Closed in by trees, the men were assailed by a whining, galactic army of wasps, bees, mosquitoes and tiny flies. The forest came so close that Hugh could peer between the interwoven branches and creepers but he saw only the inner darkness. He felt a nervous dread of the forest coming too close to him. For stretches of this monotonous walk in oppressive heat, reality left him and he felt himself back in the suffocating mystery of his dream. He was lost, with no more knowledge of his surroundings than a grub hatched in a carpet. They were supposed to be moving towards an objective, but how could he be sure of that? For all he knew, the forest darkness was an eternity, like space, without habitat or goal.

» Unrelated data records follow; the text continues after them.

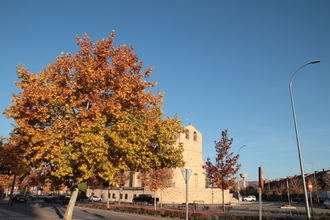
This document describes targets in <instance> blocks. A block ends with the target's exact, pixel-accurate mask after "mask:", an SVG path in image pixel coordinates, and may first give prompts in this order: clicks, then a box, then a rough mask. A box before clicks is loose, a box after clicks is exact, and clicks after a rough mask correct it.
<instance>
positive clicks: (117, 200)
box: [87, 125, 230, 204]
mask: <svg viewBox="0 0 330 220" xmlns="http://www.w3.org/2000/svg"><path fill="white" fill-rule="evenodd" d="M202 141H203V140H202V134H201V132H199V131H198V130H197V129H196V128H195V127H194V126H192V125H188V126H186V127H185V133H182V134H180V135H179V136H178V139H177V141H176V146H177V145H178V144H180V143H181V144H182V145H183V149H184V151H183V160H184V162H185V167H184V168H186V169H190V170H191V171H192V172H191V176H190V178H189V181H188V195H189V196H188V202H189V203H194V202H195V203H204V204H213V203H222V196H221V194H222V191H221V189H218V188H207V187H206V183H205V174H204V172H205V170H204V169H203V165H204V161H203V159H202V153H203V147H202ZM185 193H186V185H185V181H184V178H183V176H182V172H181V168H176V169H173V178H172V183H171V186H170V187H169V188H166V189H164V190H159V191H157V192H156V197H158V198H159V199H160V201H161V202H162V203H167V204H170V203H184V202H185V201H186V198H185ZM108 194H109V196H110V198H109V200H110V201H122V202H132V199H133V198H134V197H136V196H137V195H139V194H153V193H152V192H151V191H150V190H148V188H146V187H144V186H143V183H142V182H141V180H140V179H139V178H138V174H137V173H134V174H133V175H132V177H131V178H130V180H128V181H127V182H126V184H125V186H124V187H122V188H119V187H111V188H110V189H101V188H96V189H92V188H89V189H88V190H87V195H88V196H89V195H96V196H100V197H101V198H102V199H103V200H107V199H108ZM229 201H230V195H229V191H228V190H225V202H226V203H228V202H229Z"/></svg>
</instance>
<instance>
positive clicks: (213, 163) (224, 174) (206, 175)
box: [204, 129, 241, 211]
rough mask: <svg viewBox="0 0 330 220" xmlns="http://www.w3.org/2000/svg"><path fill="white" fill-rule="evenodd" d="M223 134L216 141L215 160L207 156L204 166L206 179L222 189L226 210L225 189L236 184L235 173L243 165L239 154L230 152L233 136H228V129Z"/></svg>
mask: <svg viewBox="0 0 330 220" xmlns="http://www.w3.org/2000/svg"><path fill="white" fill-rule="evenodd" d="M221 136H222V137H221V139H220V140H219V141H215V151H216V156H215V162H214V163H212V162H211V160H210V158H207V161H206V163H205V166H204V168H205V171H206V181H207V182H208V183H210V184H212V186H216V187H217V188H220V189H221V190H222V208H223V211H225V194H224V191H225V190H226V189H229V188H230V187H232V186H233V185H234V184H235V174H236V173H237V171H238V170H239V168H240V166H241V165H240V164H238V163H237V160H238V158H239V154H237V155H234V153H233V152H230V148H231V145H232V143H233V138H229V137H228V129H225V130H223V131H222V132H221Z"/></svg>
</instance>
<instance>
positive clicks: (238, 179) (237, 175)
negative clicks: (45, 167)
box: [237, 144, 246, 204]
mask: <svg viewBox="0 0 330 220" xmlns="http://www.w3.org/2000/svg"><path fill="white" fill-rule="evenodd" d="M243 147H246V145H245V144H244V145H242V146H241V147H240V148H239V149H238V151H237V154H239V152H240V151H241V149H242V148H243ZM240 197H241V194H240V193H239V175H238V174H237V198H238V204H240V201H239V200H240Z"/></svg>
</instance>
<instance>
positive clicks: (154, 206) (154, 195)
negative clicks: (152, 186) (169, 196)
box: [154, 191, 157, 211]
mask: <svg viewBox="0 0 330 220" xmlns="http://www.w3.org/2000/svg"><path fill="white" fill-rule="evenodd" d="M154 209H155V211H156V209H157V199H156V191H155V192H154Z"/></svg>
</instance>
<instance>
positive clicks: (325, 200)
mask: <svg viewBox="0 0 330 220" xmlns="http://www.w3.org/2000/svg"><path fill="white" fill-rule="evenodd" d="M323 205H324V207H325V208H326V209H330V199H327V200H325V201H324V202H323Z"/></svg>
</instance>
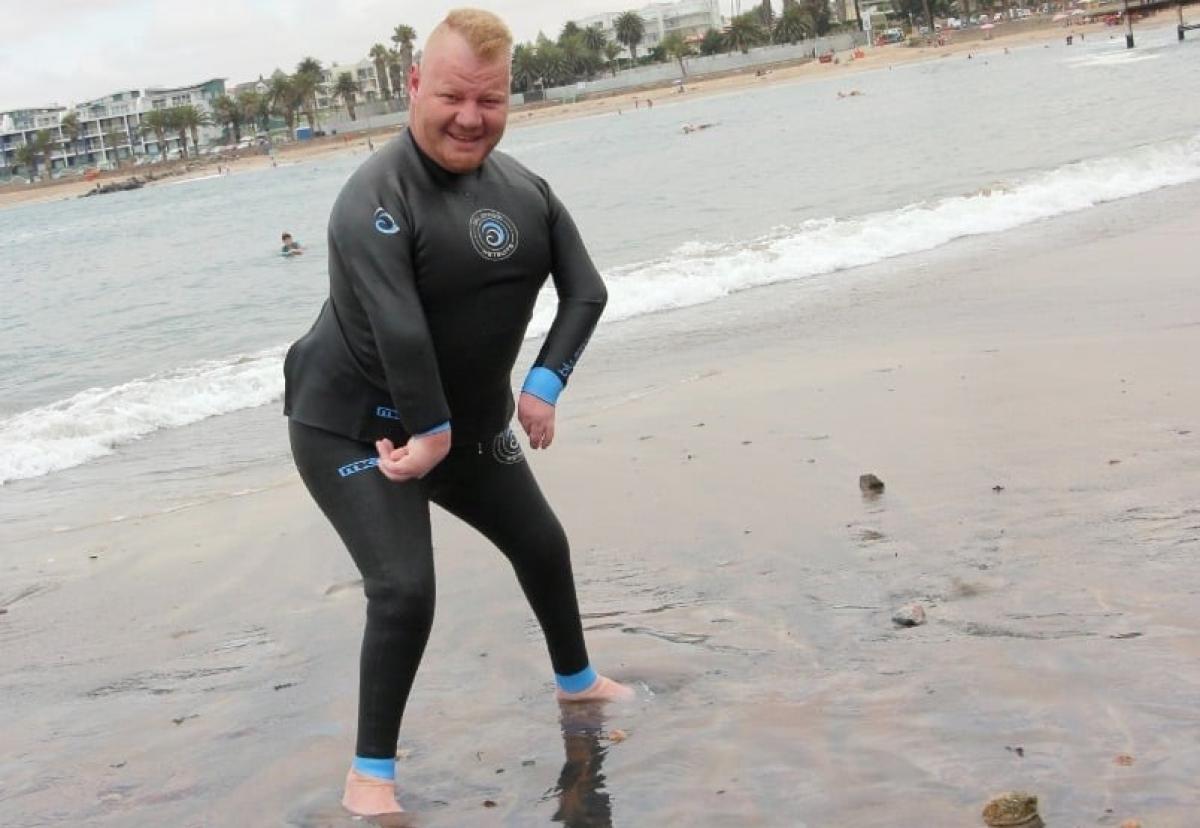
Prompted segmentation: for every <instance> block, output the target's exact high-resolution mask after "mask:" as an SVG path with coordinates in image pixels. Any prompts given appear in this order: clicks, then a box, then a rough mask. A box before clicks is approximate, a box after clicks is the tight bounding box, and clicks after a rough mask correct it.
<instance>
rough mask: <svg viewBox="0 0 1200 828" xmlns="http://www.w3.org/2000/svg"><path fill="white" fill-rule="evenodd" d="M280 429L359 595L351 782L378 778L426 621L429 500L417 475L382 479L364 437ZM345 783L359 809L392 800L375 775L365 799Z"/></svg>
mask: <svg viewBox="0 0 1200 828" xmlns="http://www.w3.org/2000/svg"><path fill="white" fill-rule="evenodd" d="M289 436H290V439H292V452H293V456H294V457H295V462H296V468H298V469H299V470H300V476H301V479H302V480H304V482H305V486H307V488H308V491H310V493H311V494H312V497H313V499H314V500H316V502H317V505H318V506H320V510H322V511H323V512H324V514H325V516H326V517H328V518H329V521H330V523H332V524H334V528H335V529H336V530H337V534H338V535H341V538H342V541H343V542H344V544H346V546H347V548H348V550H349V552H350V557H352V558H353V559H354V564H355V565H356V566H358V569H359V571H360V572H361V574H362V587H364V592H365V593H366V598H367V612H366V630H365V631H364V635H362V652H361V655H360V661H359V725H358V745H356V750H355V755H356V756H355V766H354V770H352V779H350V781H354V774H356V773H358V774H359V775H362V776H376V778H377V780H378V779H384V780H386V779H388V778H390V776H391V775H392V774H394V763H395V757H396V740H397V738H398V733H400V721H401V716H402V715H403V710H404V703H406V702H407V701H408V694H409V691H410V689H412V686H413V679H414V678H415V676H416V667H418V665H419V664H420V660H421V654H422V653H424V652H425V644H426V642H427V640H428V635H430V628H431V626H432V623H433V601H434V582H433V552H432V545H431V540H430V510H428V498H427V496H426V492H425V486H424V484H421V482H420V481H414V482H410V484H395V482H391V481H390V480H388V479H386V478H384V476H383V475H382V474H380V473H379V472H378V469H376V468H374V463H373V462H372V461H373V458H374V456H376V450H374V446H372V445H371V444H368V443H359V442H356V440H352V439H347V438H343V437H338V436H336V434H331V433H329V432H324V431H320V430H318V428H311V427H308V426H305V425H300V424H298V422H292V424H290V426H289ZM389 770H390V772H391V773H389ZM358 781H364V780H358ZM350 788H352V785H350V784H349V781H348V785H347V806H348V808H350V809H352V810H354V811H356V812H360V814H361V812H366V810H364V809H374V808H377V806H383V808H384V809H385V810H386V809H390V804H389V803H388V802H383V803H382V804H380V803H379V802H378V800H379V797H383V796H386V797H390V798H391V804H394V803H395V792H394V788H392V786H391V784H390V782H388V784H386V785H384V786H380V785H379V784H378V781H377V782H376V785H374V788H373V793H371V796H370V797H367V799H368V800H370V802H366V803H365V804H364V802H362V800H361V798H359V799H358V800H354V798H353V797H352V796H350V792H352V791H350ZM352 800H354V802H352ZM355 803H356V805H358V806H355ZM398 808H400V806H398V805H396V806H395V809H392V810H398ZM371 812H376V814H378V812H385V811H379V810H371Z"/></svg>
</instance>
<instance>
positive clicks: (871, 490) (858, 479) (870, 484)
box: [858, 474, 883, 494]
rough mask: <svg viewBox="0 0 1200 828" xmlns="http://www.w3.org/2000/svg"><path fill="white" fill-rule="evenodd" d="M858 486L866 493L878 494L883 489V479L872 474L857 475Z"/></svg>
mask: <svg viewBox="0 0 1200 828" xmlns="http://www.w3.org/2000/svg"><path fill="white" fill-rule="evenodd" d="M858 487H859V488H860V490H863V492H864V493H868V494H878V493H881V492H882V491H883V481H882V480H880V479H878V478H876V476H875V475H874V474H860V475H858Z"/></svg>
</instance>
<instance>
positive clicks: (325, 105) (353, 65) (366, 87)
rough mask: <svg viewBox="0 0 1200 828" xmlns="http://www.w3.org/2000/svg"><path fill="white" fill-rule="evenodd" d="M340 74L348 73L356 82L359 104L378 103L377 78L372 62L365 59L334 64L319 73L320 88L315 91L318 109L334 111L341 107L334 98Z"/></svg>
mask: <svg viewBox="0 0 1200 828" xmlns="http://www.w3.org/2000/svg"><path fill="white" fill-rule="evenodd" d="M342 72H349V74H350V77H352V78H354V80H355V82H358V84H359V96H358V102H359V103H362V102H365V101H378V100H379V98H380V95H379V78H377V77H376V65H374V61H372V60H370V59H365V60H360V61H358V62H355V64H338V62H334V64H330V65H329V66H328V67H326V68H324V70H322V72H320V86H319V88H318V89H317V108H318V109H336V108H338V107H341V106H343V104H342V102H341V101H340V100H337V98H335V97H334V90H335V89H336V88H337V77H338V76H340V74H342Z"/></svg>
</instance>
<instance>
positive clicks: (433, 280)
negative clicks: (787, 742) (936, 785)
mask: <svg viewBox="0 0 1200 828" xmlns="http://www.w3.org/2000/svg"><path fill="white" fill-rule="evenodd" d="M511 50H512V37H511V34H510V32H509V29H508V26H505V25H504V23H503V22H502V20H500V19H499V18H498V17H496V16H494V14H492V13H491V12H485V11H478V10H456V11H454V12H450V14H449V16H448V17H446V18H445V19H444V20H443V22H442V23H440V24H439V25H438V26H437V28H436V29H434V30H433V32H432V35H431V36H430V38H428V41H427V43H426V46H425V53H424V55H422V58H421V61H420V65H419V66H416V67H414V70H413V73H412V76H410V78H409V82H408V84H409V100H410V101H412V109H410V122H409V127H408V130H407V131H406V132H403V133H401V134H400V136H398V137H396V138H395V139H392V140H391V142H390V143H389V144H386V145H385V146H383V148H380V149H379V150H378V151H377V152H376V154H374V155H372V156H371V157H370V158H368V160H367V161H366V162H365V163H364V164H362V166H361V167H360V168H359V169H358V170H356V172H355V173H354V174H353V175H352V176H350V179H349V181H347V184H346V186H344V187H343V188H342V192H341V194H340V196H338V197H337V200H336V202H335V204H334V209H332V215H331V216H330V222H329V247H330V251H329V262H330V295H329V299H328V301H326V302H325V305H324V307H323V308H322V311H320V313H319V314H318V317H317V320H316V323H314V324H313V326H312V329H311V330H310V331H308V332H307V334H306V335H305V336H304V337H301V338H300V340H299V341H298V342H296V343H295V344H294V346H293V347H292V349H290V350H289V352H288V355H287V359H286V361H284V368H283V371H284V379H286V391H284V413H286V414H287V415H288V418H289V421H288V430H289V438H290V443H292V452H293V457H294V460H295V463H296V467H298V469H299V472H300V476H301V479H302V480H304V482H305V486H306V487H307V490H308V492H310V493H311V494H312V497H313V499H314V500H316V502H317V504H318V506H319V508H320V510H322V511H323V512H324V515H325V516H326V517H328V518H329V521H330V522H331V523H332V526H334V528H335V529H336V530H337V533H338V535H340V536H341V539H342V541H343V542H344V544H346V546H347V548H348V551H349V553H350V557H352V558H353V559H354V563H355V565H356V566H358V569H359V571H360V572H361V574H362V588H364V592H365V594H366V599H367V610H366V629H365V631H364V636H362V650H361V660H360V668H359V710H358V736H356V745H355V751H354V758H353V761H352V763H350V769H349V772H348V774H347V779H346V788H344V796H343V798H342V804H343V805H344V806H346V808H347V809H348V810H349V811H350V812H353V814H356V815H360V816H374V815H382V814H394V812H398V811H401V810H402V809H401V806H400V803H398V802H397V798H396V788H395V772H396V745H397V739H398V733H400V726H401V719H402V715H403V712H404V706H406V702H407V700H408V695H409V691H410V689H412V686H413V679H414V677H415V676H416V670H418V666H419V665H420V661H421V654H422V653H424V650H425V644H426V641H427V640H428V635H430V628H431V624H432V622H433V594H434V578H433V550H432V541H431V532H430V504H431V503H436V504H438V505H439V506H442V508H443V509H445V510H446V511H449V512H450V514H451V515H454V516H456V517H458V518H460V520H462V521H464V522H466V523H468V524H470V526H472V527H474V528H476V529H478V530H479V532H481V533H482V534H484V535H485V536H486V538H487V539H488V540H490V541H492V542H493V544H494V545H496V546H497V547H499V550H500V552H503V554H504V556H505V557H506V558H508V560H509V563H510V564H511V565H512V569H514V571H515V574H516V578H517V582H518V583H520V584H521V588H522V590H523V592H524V596H526V599H527V600H528V601H529V605H530V607H532V608H533V612H534V616H535V617H536V618H538V623H539V624H540V626H541V630H542V632H544V634H545V638H546V647H547V649H548V650H550V662H551V667H552V672H553V674H554V683H556V688H557V691H556V697H557V700H558V701H559V702H560V703H564V704H571V703H576V702H612V701H622V700H629V698H631V697H634V695H635V694H634V690H632V689H630V688H628V686H625V685H622V684H618V683H617V682H614V680H612V679H610V678H606V677H604V676H601V674H599V673H598V672H596V671H595V668H594V667H593V664H592V659H590V656H589V654H588V650H587V646H586V643H584V638H583V626H582V623H581V620H580V608H578V604H577V600H576V593H575V581H574V576H572V574H571V558H570V550H569V546H568V539H566V534H565V533H564V532H563V527H562V524H560V523H559V522H558V518H557V517H556V516H554V512H553V510H552V509H551V506H550V504H548V503H547V500H546V498H545V497H544V496H542V493H541V491H540V488H539V487H538V482H536V480H535V479H534V476H533V472H532V470H530V468H529V466H528V464H527V463H526V458H524V455H523V454H522V450H521V445H520V444H518V442H517V437H516V436H515V434H514V432H512V431H511V430H510V428H509V421H510V419H511V418H512V414H514V410H515V413H516V418H517V421H518V422H520V425H521V427H522V430H523V431H524V433H526V434H527V436H528V439H529V446H530V448H532V449H548V448H550V446H551V444H552V442H553V439H554V426H556V410H557V408H556V406H557V404H558V403H559V395H560V394H562V392H563V390H564V386H565V385H566V382H568V379H569V377H570V376H571V373H572V372H574V371H575V368H576V366H577V364H578V360H580V356H581V354H582V353H583V348H584V346H586V344H587V342H588V338H589V337H590V335H592V331H593V329H594V328H595V325H596V322H598V320H599V318H600V314H601V312H602V310H604V306H605V301H606V296H607V294H606V289H605V286H604V282H602V281H601V278H600V274H599V272H598V271H596V269H595V265H594V264H593V263H592V259H590V257H589V256H588V252H587V248H586V247H584V245H583V241H582V239H581V238H580V233H578V230H577V229H576V226H575V222H574V221H572V220H571V216H570V214H569V212H568V211H566V208H564V206H563V204H562V202H559V200H558V197H557V196H556V194H554V192H553V191H552V190H551V188H550V185H547V184H546V181H544V180H542V179H541V178H539V176H538V175H536V174H534V173H532V172H529V170H528V169H526V167H524V166H522V164H521V163H520V162H517V161H515V160H514V158H511V157H509V156H506V155H504V154H502V152H493V150H494V148H496V145H497V143H499V140H500V137H502V136H503V134H504V127H505V124H506V119H508V109H509V83H510V77H511V70H510V65H509V61H510V54H511ZM551 274H552V275H553V283H554V288H556V290H557V294H558V310H557V313H556V316H554V320H553V323H552V324H551V328H550V331H548V334H547V335H546V340H545V343H544V344H542V347H541V350H540V353H539V354H538V356H536V359H535V360H534V362H533V366H532V368H530V370H529V372H528V376H527V378H526V380H524V385H523V386H522V389H521V394H520V397H518V400H517V401H516V404H514V400H512V392H511V390H510V386H509V377H510V372H511V370H512V366H514V362H515V360H516V358H517V353H518V352H520V349H521V343H522V341H523V340H524V334H526V328H527V325H528V323H529V318H530V314H532V313H533V307H534V302H535V301H536V299H538V294H539V292H540V289H541V287H542V284H544V283H545V282H546V278H547V277H548V276H550V275H551ZM479 680H480V682H481V683H486V682H487V676H486V671H485V672H481V674H480V676H479ZM470 692H472V688H463V694H464V695H469V694H470Z"/></svg>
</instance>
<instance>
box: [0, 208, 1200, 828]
mask: <svg viewBox="0 0 1200 828" xmlns="http://www.w3.org/2000/svg"><path fill="white" fill-rule="evenodd" d="M1132 216H1136V217H1138V220H1139V222H1138V223H1134V222H1132V221H1130V217H1132ZM1198 226H1200V187H1196V186H1192V187H1188V188H1175V190H1174V191H1165V192H1160V193H1152V194H1151V196H1147V197H1142V198H1140V199H1136V200H1130V202H1127V203H1120V204H1115V205H1106V206H1102V208H1097V209H1094V210H1090V211H1087V212H1086V214H1079V215H1075V216H1066V217H1062V218H1060V220H1055V221H1054V222H1043V223H1042V224H1038V226H1036V227H1033V228H1028V229H1026V230H1024V232H1022V233H1020V234H1008V235H1004V236H984V238H977V239H973V240H966V241H961V242H956V244H954V245H950V246H948V247H946V248H943V250H941V251H935V252H934V253H929V254H925V256H919V257H908V258H906V259H902V260H895V262H884V263H882V264H880V265H876V266H872V268H869V269H864V270H858V271H850V272H847V274H844V277H845V278H844V282H842V287H841V288H839V289H836V290H826V292H822V293H815V292H814V290H811V289H809V288H805V287H804V286H803V284H786V286H776V287H773V288H766V289H761V290H752V292H745V293H743V294H739V295H737V296H733V298H730V299H727V300H725V301H722V302H720V304H716V305H708V306H702V307H697V308H691V310H688V311H682V312H677V313H671V314H656V316H653V317H644V318H641V319H635V320H631V322H629V323H623V324H620V325H610V326H604V328H602V330H601V331H600V332H599V335H598V337H596V341H595V343H594V346H593V348H592V350H589V353H588V356H587V359H586V361H584V365H583V366H582V367H581V371H580V372H578V374H577V376H576V377H575V378H574V379H572V385H571V389H570V391H569V392H568V395H566V396H565V397H564V404H563V407H562V418H563V419H562V425H560V431H559V437H558V442H557V443H556V446H554V448H553V449H552V450H551V451H548V452H539V454H538V455H536V456H535V457H532V458H530V462H533V463H534V464H535V468H536V472H538V474H539V478H540V479H541V481H542V484H544V487H545V488H546V491H547V492H548V494H550V497H551V500H552V502H553V503H554V504H556V508H557V509H558V511H559V514H560V516H562V518H563V521H564V523H565V526H566V527H568V530H569V534H570V536H571V539H572V546H574V550H575V562H576V576H577V581H578V584H580V589H581V600H582V605H583V608H584V612H586V614H587V619H586V624H587V626H588V629H589V642H590V648H592V654H593V659H594V661H595V664H596V665H598V666H599V667H600V668H601V670H605V671H607V672H611V673H612V674H614V676H616V677H618V678H622V679H625V680H628V682H632V683H635V684H636V685H637V686H640V688H641V689H642V698H641V701H638V702H637V703H635V704H631V706H629V707H626V708H624V709H613V710H610V712H608V713H607V714H606V716H607V718H605V715H604V714H599V713H596V712H589V710H583V712H577V714H576V715H572V716H571V718H570V719H569V720H568V721H565V722H562V721H560V720H559V712H558V709H557V707H556V704H554V703H553V702H552V700H551V690H552V684H551V677H550V673H548V666H547V664H546V658H545V655H544V650H542V644H541V641H540V635H539V632H538V630H536V628H535V626H534V624H533V622H532V617H530V614H529V612H528V610H527V608H526V607H524V605H523V601H522V599H521V596H520V593H518V590H517V587H516V584H515V583H514V580H512V577H511V575H510V574H509V572H508V571H506V569H505V566H504V564H503V563H502V560H500V557H499V554H498V553H496V552H494V551H492V550H491V548H490V547H487V545H486V544H485V542H484V541H481V540H480V539H479V538H478V536H475V535H473V534H472V533H470V532H469V530H468V529H464V528H463V527H461V526H457V524H455V523H454V522H452V521H450V520H448V518H445V516H444V515H440V514H439V515H438V516H437V518H436V545H437V559H438V566H439V574H438V575H439V596H438V614H437V622H436V626H434V632H433V638H432V641H431V643H430V648H428V650H427V655H426V660H425V665H424V667H422V672H421V674H420V676H419V678H418V683H416V688H415V692H414V697H413V700H412V704H410V708H409V714H408V720H407V722H406V727H404V730H403V733H402V745H401V748H402V752H401V762H400V779H401V798H402V802H403V803H404V804H406V806H408V808H409V809H412V810H414V811H415V817H414V820H413V821H412V824H420V826H430V827H434V826H455V827H461V826H530V824H547V823H551V822H553V821H557V822H559V823H563V824H569V826H610V824H612V826H739V827H742V826H780V827H784V826H786V827H793V826H812V827H814V828H816V827H826V826H854V827H856V828H872V827H878V828H895V827H896V826H930V827H934V826H937V827H941V826H974V824H982V821H980V817H979V814H980V809H982V808H983V804H984V802H985V800H986V798H988V796H989V794H990V793H994V792H997V791H1002V790H1007V788H1026V790H1030V791H1032V792H1034V793H1037V794H1038V796H1039V797H1040V799H1042V814H1043V816H1044V817H1045V820H1046V824H1049V826H1051V827H1054V826H1076V824H1098V826H1117V824H1120V823H1121V821H1122V820H1127V818H1140V820H1142V821H1144V822H1145V824H1146V826H1147V827H1148V826H1153V827H1154V828H1165V827H1181V828H1183V827H1186V826H1193V824H1195V814H1198V812H1200V788H1198V787H1196V784H1195V780H1196V779H1198V778H1200V749H1198V748H1196V739H1195V730H1196V724H1198V714H1196V709H1195V700H1196V697H1198V691H1200V668H1198V666H1196V665H1198V656H1200V636H1198V622H1196V616H1195V604H1196V594H1198V592H1200V576H1198V575H1196V569H1195V565H1194V562H1195V553H1196V550H1198V539H1200V506H1198V505H1196V502H1195V492H1196V491H1198V487H1200V443H1198V440H1200V414H1198V412H1200V386H1198V383H1196V379H1195V356H1194V355H1195V354H1196V353H1198V348H1200V281H1198V280H1196V278H1195V270H1196V268H1195V256H1196V250H1195V245H1194V240H1195V229H1196V227H1198ZM1068 240H1069V241H1068ZM263 416H276V413H275V412H266V410H265V409H264V412H263ZM280 432H281V442H282V420H281V421H280ZM866 472H872V473H875V474H877V475H878V476H880V478H882V479H883V481H884V482H886V485H887V488H886V491H884V493H883V494H882V496H878V497H875V498H865V497H864V496H863V493H862V492H860V491H859V487H858V476H859V474H862V473H866ZM6 494H7V492H6ZM112 497H115V496H114V494H113V493H109V492H106V493H97V498H112ZM64 521H65V522H70V517H68V512H67V514H66V515H65V517H64ZM4 546H5V557H4V580H2V584H0V606H4V607H5V608H6V610H7V612H6V613H5V614H2V616H0V648H2V652H4V656H5V670H4V672H2V673H0V698H2V700H4V703H2V704H0V732H2V733H4V734H5V738H4V751H2V754H0V824H5V826H7V827H10V828H22V827H31V826H52V824H53V826H59V824H89V826H131V824H172V826H181V827H184V826H216V824H223V826H230V824H254V826H259V824H262V826H268V824H289V826H352V824H361V823H354V822H353V821H350V820H348V818H346V817H343V816H342V815H341V814H340V811H338V806H337V796H338V785H340V782H341V778H342V775H343V773H344V768H346V763H347V760H348V756H349V752H350V750H352V746H353V724H354V722H353V720H354V689H355V664H356V658H358V652H356V650H358V635H359V631H360V623H361V617H362V606H364V604H362V599H361V596H360V594H359V588H358V584H356V582H355V574H354V571H353V568H352V566H350V563H349V559H348V556H347V554H346V553H344V552H343V551H342V550H341V547H340V545H338V542H337V540H336V538H335V536H334V534H332V532H331V530H330V529H329V527H328V526H326V524H325V522H324V520H323V518H322V517H320V516H319V514H318V512H317V509H316V508H314V506H313V505H312V504H311V502H310V500H308V498H307V496H306V493H305V492H304V490H302V487H301V486H300V485H299V482H298V481H296V480H295V476H294V474H293V473H292V472H290V470H289V469H286V468H281V469H280V470H278V478H277V482H276V484H275V485H272V486H269V487H266V488H264V490H262V491H257V492H251V493H246V494H244V496H241V497H230V498H223V499H218V500H214V502H211V503H208V504H205V505H200V506H196V508H191V509H182V510H179V511H175V512H172V514H167V515H156V516H144V517H138V516H136V515H131V516H130V517H127V518H126V520H122V521H118V522H104V523H102V524H98V526H92V527H90V528H79V529H73V530H68V532H58V533H54V532H47V530H44V529H42V530H38V529H37V528H36V527H25V528H24V529H22V532H20V533H18V534H12V533H11V532H10V534H8V536H6V538H5V539H4ZM90 556H96V557H95V559H94V558H91V557H90ZM910 601H919V602H922V604H923V605H924V607H925V610H926V613H928V623H926V624H925V625H923V626H918V628H914V629H899V628H895V626H894V625H893V624H892V622H890V616H892V612H893V610H894V608H896V607H899V606H901V605H904V604H906V602H910ZM614 730H619V731H622V733H619V734H617V737H616V739H614V738H613V737H612V733H613V731H614ZM622 734H624V736H625V737H628V738H624V739H622V738H620V736H622ZM1126 757H1128V758H1126Z"/></svg>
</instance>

He stopped for a moment, trying to throw off his surroundings that were like a sack over his head, smelling of vegetable death, and asked: ‘Is it all like this?’
‘No. The trees naturally crowd towards what light there is but farther on, the stream opens out and becomes a swamp. Just beyond it is . . .’ Simon paused and did not go on.
 
; ‘What is beyond?’
Simon was silent and Hugh wondered if he, too, were affected by their stifling passage along the stream. After a moment, Simon regained himself and answered the question: ‘The place where they made their last stand.’
‘The slaves made a stand? But against what?’
Hugh again had to repeat his question before Simon, laughing, gave an answer: ‘Forgive me. Yes. Against what? I don’t know and there’s no one left to tell us.’
The stream was petering out and the water, that scarcely covered their boots now, trickled over a wide area of ground, forming a swamp. Patches of scrub and saplings had grown up among the several small tributaries of water. Where the water formed pools there were the large, raft-like leaves of water-lilies. Some of these pools were covered with emerald weed and Hugh, walking on what looked to him firm ground, sank into slime that threw up a sickening stench. At the edge of the swamp, trees lay lifeless and brittle. Those that survived were covered with fungoid growths that extended from them, pink, like deformed hands. The forest stood as firm-set as ever on either side of this diseased area and closed in beyond it. But they were reaching something which showed through the tree tops, flashing white against the solid blue of the sky. A few yards ahead, they came out of the forest and Hugh saw a cone-shaped structure set inside a wall. It was the first of some thirty or forty buildings, all alike, that faced each other across a passageway choked with weeds. There was no sign of human life and no noise except the forest noises.